Ecco quindi che la tutela ambientale si traduce, oltre che in dovere, anche in diritto. Un diritto alla salute. L’Osservatorio Vittime del Dovere ed il suo presidente, l’avv. Ezio Bonanni, credono fermamente in questi principi. Per questo hanno creato questo giornale, organo informativo dell’associazione a disposizione di tutti. L’Osservatorio offre consulenza gratuita sui temi della salute attraverso il suo team di volontari.

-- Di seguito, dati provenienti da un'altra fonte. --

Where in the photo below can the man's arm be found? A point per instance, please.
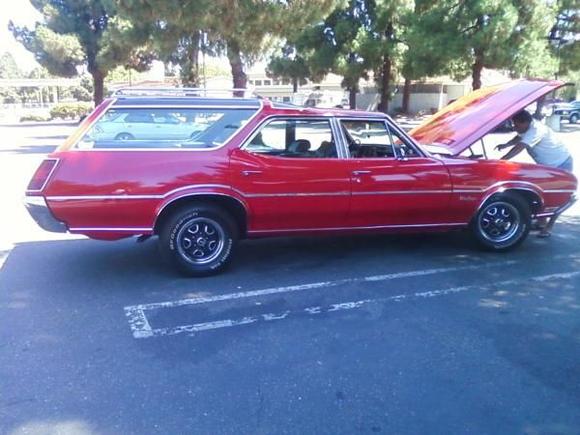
(512, 142)
(518, 148)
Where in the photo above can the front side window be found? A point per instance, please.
(295, 138)
(373, 139)
(160, 128)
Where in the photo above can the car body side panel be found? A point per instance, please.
(292, 193)
(107, 189)
(400, 192)
(476, 180)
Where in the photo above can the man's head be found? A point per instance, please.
(522, 121)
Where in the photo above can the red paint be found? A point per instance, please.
(471, 117)
(300, 195)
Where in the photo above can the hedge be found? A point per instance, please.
(70, 110)
(35, 118)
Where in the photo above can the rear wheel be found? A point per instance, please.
(198, 239)
(502, 223)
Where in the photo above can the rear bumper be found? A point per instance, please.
(38, 209)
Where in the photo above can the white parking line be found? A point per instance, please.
(343, 306)
(142, 329)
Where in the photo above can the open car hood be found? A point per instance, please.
(468, 119)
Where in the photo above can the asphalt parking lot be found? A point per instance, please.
(408, 334)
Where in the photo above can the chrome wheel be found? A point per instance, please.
(124, 137)
(499, 222)
(200, 240)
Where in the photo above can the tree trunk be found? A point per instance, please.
(385, 84)
(98, 86)
(539, 105)
(190, 75)
(352, 97)
(236, 65)
(406, 95)
(476, 69)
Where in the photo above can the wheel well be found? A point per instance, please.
(532, 198)
(227, 203)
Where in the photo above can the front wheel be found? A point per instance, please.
(502, 223)
(198, 240)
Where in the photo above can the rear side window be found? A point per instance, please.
(305, 138)
(175, 128)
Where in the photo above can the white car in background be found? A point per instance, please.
(131, 125)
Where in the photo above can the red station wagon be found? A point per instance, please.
(203, 173)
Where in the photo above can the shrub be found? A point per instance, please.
(34, 118)
(70, 110)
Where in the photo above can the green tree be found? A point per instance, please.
(77, 33)
(8, 67)
(9, 70)
(289, 65)
(564, 38)
(242, 30)
(174, 29)
(462, 37)
(344, 43)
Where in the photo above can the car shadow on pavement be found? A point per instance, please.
(30, 149)
(136, 268)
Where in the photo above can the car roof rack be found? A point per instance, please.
(185, 92)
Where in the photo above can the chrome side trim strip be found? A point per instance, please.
(287, 195)
(113, 229)
(245, 195)
(101, 197)
(293, 230)
(403, 192)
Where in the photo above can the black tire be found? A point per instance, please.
(508, 229)
(187, 236)
(124, 136)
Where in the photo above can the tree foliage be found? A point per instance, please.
(243, 30)
(77, 33)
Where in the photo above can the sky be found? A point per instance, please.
(22, 13)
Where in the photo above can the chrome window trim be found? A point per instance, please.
(388, 124)
(341, 148)
(176, 107)
(265, 121)
(226, 142)
(48, 177)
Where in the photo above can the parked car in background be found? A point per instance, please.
(568, 111)
(203, 173)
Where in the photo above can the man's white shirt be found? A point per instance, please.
(545, 147)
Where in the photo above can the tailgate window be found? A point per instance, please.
(164, 128)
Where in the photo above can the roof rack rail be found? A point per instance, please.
(185, 92)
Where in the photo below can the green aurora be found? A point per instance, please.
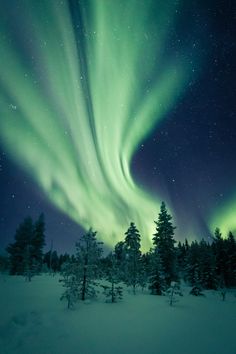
(79, 94)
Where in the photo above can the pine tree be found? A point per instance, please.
(20, 251)
(193, 273)
(207, 274)
(219, 251)
(174, 291)
(156, 278)
(87, 257)
(163, 241)
(38, 242)
(113, 292)
(26, 252)
(133, 254)
(120, 255)
(70, 283)
(231, 261)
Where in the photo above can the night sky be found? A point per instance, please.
(108, 108)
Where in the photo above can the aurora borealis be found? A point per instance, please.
(83, 85)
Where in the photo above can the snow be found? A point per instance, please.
(34, 320)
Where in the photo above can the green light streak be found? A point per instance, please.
(74, 109)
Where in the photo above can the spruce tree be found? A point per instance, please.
(87, 257)
(133, 254)
(231, 261)
(113, 291)
(38, 242)
(156, 278)
(163, 241)
(27, 251)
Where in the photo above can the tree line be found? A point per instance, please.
(201, 264)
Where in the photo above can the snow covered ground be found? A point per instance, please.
(34, 321)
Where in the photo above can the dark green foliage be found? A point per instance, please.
(120, 255)
(196, 291)
(26, 252)
(112, 292)
(81, 272)
(173, 291)
(156, 279)
(88, 254)
(163, 241)
(133, 256)
(70, 283)
(4, 264)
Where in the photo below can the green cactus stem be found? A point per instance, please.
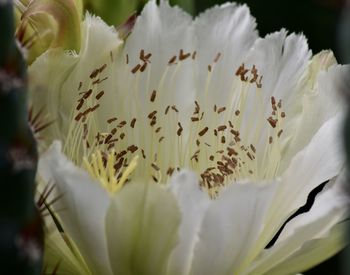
(20, 226)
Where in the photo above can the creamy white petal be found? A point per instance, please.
(230, 228)
(308, 233)
(161, 31)
(142, 229)
(314, 252)
(224, 34)
(321, 100)
(282, 61)
(321, 160)
(193, 203)
(82, 207)
(56, 88)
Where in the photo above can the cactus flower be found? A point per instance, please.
(192, 147)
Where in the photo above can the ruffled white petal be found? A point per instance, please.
(142, 229)
(193, 203)
(315, 234)
(228, 30)
(230, 228)
(321, 160)
(320, 101)
(56, 88)
(82, 207)
(161, 31)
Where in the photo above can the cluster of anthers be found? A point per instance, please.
(209, 142)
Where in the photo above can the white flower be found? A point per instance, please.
(256, 119)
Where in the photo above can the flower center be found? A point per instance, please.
(240, 140)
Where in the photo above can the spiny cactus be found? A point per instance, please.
(20, 226)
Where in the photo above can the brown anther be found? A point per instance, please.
(231, 151)
(153, 96)
(234, 132)
(132, 123)
(273, 122)
(203, 131)
(279, 104)
(222, 128)
(279, 133)
(158, 129)
(241, 71)
(142, 54)
(85, 131)
(152, 114)
(194, 55)
(101, 69)
(95, 107)
(109, 121)
(132, 148)
(87, 93)
(273, 100)
(216, 59)
(81, 102)
(167, 110)
(94, 73)
(250, 156)
(99, 95)
(172, 60)
(183, 56)
(136, 68)
(222, 109)
(170, 171)
(98, 81)
(108, 138)
(143, 67)
(253, 148)
(179, 131)
(121, 124)
(153, 121)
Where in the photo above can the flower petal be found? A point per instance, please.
(142, 229)
(315, 234)
(321, 160)
(193, 203)
(63, 75)
(230, 228)
(161, 31)
(82, 208)
(228, 30)
(322, 93)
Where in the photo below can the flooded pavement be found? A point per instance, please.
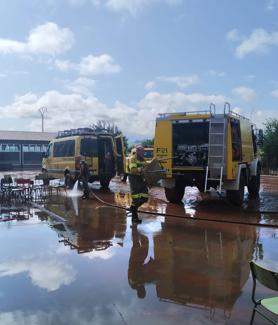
(92, 266)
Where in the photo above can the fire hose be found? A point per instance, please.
(186, 216)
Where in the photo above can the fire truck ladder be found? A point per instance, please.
(216, 150)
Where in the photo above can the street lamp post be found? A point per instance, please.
(43, 111)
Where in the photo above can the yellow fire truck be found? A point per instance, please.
(102, 151)
(206, 149)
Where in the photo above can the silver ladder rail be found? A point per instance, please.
(216, 150)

Plastica nel Mediterraneo: la piaga dell’usa e getta
Com’è la situazione nel Mar Mediterraneo? Alle porte di casa nostra la situazione è di 570 mila tonnellate di plastica in mare ogni anno, con 134 specie animali come vittime dirette di questo inquinamento.
E dal mare i rifiuti arrivano direttamente sulle spiagge, oppure restano depositati dopo il passaggio dell’uomo. Ogni anno sul litorale italiano vengono recuperate tonnellate di rifiuti. Questo grazie alle iniziative dei volontari e dei cittadini che si impegnano a mantenere pulito l’ambiente dopo averlo frequentato.

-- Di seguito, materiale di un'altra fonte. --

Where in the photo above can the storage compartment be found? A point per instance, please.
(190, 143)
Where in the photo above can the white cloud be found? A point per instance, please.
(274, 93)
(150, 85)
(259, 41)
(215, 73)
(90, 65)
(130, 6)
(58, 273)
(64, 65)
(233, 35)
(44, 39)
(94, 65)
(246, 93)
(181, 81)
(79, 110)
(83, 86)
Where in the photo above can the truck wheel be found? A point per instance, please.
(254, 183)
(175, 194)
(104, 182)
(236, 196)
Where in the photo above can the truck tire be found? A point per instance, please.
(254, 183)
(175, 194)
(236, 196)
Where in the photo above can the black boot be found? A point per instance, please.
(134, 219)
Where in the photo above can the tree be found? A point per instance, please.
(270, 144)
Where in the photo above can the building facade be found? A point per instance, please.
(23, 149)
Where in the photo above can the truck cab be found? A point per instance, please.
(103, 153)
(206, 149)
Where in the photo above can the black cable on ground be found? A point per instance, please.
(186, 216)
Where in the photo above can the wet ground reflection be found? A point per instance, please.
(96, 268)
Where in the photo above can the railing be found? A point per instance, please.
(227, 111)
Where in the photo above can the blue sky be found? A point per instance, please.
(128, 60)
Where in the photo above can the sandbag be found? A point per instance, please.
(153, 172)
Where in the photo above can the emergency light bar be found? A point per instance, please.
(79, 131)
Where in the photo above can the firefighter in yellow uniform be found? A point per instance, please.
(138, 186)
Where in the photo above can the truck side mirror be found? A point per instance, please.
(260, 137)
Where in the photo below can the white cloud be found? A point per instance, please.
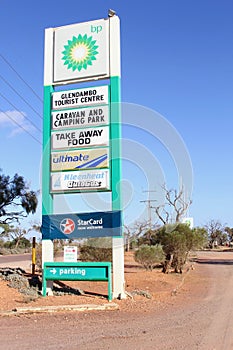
(16, 122)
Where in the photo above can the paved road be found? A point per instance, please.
(200, 317)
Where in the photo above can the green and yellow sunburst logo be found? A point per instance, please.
(80, 52)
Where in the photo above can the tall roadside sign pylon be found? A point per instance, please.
(83, 52)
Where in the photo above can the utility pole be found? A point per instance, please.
(149, 206)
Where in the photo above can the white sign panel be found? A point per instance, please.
(80, 138)
(76, 181)
(81, 51)
(70, 254)
(81, 117)
(80, 97)
(80, 159)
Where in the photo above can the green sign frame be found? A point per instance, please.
(80, 271)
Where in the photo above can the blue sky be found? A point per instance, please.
(177, 60)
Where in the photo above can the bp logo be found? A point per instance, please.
(67, 226)
(80, 52)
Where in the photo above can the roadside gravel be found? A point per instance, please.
(197, 315)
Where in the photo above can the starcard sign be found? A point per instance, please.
(80, 138)
(80, 97)
(81, 51)
(96, 224)
(80, 117)
(85, 159)
(75, 181)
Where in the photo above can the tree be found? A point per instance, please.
(216, 233)
(15, 234)
(16, 199)
(149, 256)
(96, 249)
(178, 240)
(133, 232)
(174, 207)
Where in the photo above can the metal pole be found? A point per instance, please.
(33, 255)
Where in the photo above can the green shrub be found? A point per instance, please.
(149, 256)
(96, 249)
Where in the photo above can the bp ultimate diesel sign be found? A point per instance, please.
(80, 159)
(83, 180)
(67, 226)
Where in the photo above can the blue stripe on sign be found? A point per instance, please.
(94, 162)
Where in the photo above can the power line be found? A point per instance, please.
(19, 76)
(6, 82)
(20, 126)
(6, 99)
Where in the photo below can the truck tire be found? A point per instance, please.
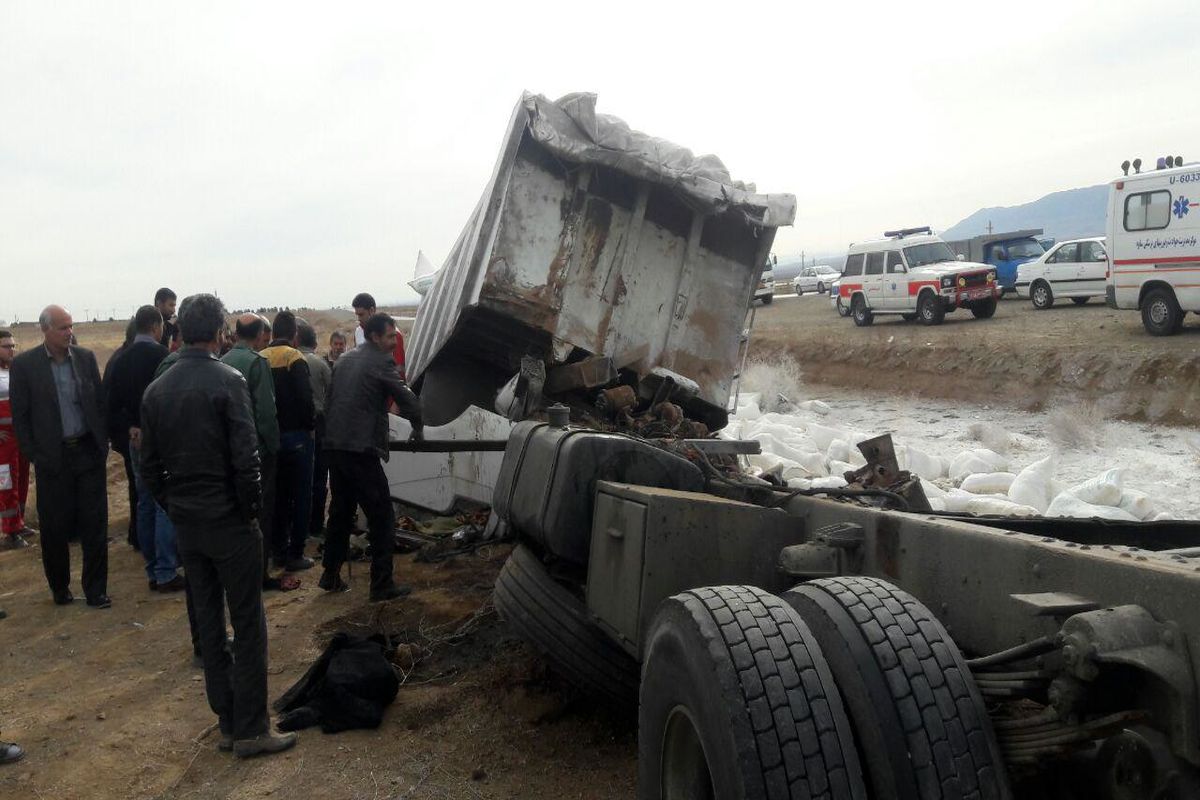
(1161, 313)
(922, 726)
(1041, 295)
(930, 308)
(858, 310)
(984, 308)
(556, 621)
(738, 702)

Per fare un esempio, Beach Litter è il nome della campagna che annualmente Legambiente promuove per censire i rifiuti in angoli di litorale e sensibilizzare i cittadini. Nell’indagine 2022 la plastica usa e getta è stato il genere di rifiuto più rappresentato (ben il 46%); ben più alto il numero di rifiuti in plastica genericamente intesa: l’86% di 44.882 rifiuti censiti, con tappi e anelli delle bottiglie, cotton fioc, cannucce, contenitori per alimenti, persino agitatori per cocktail. Il risultato è stato di una media di 8 rifiuti ad ogni passo.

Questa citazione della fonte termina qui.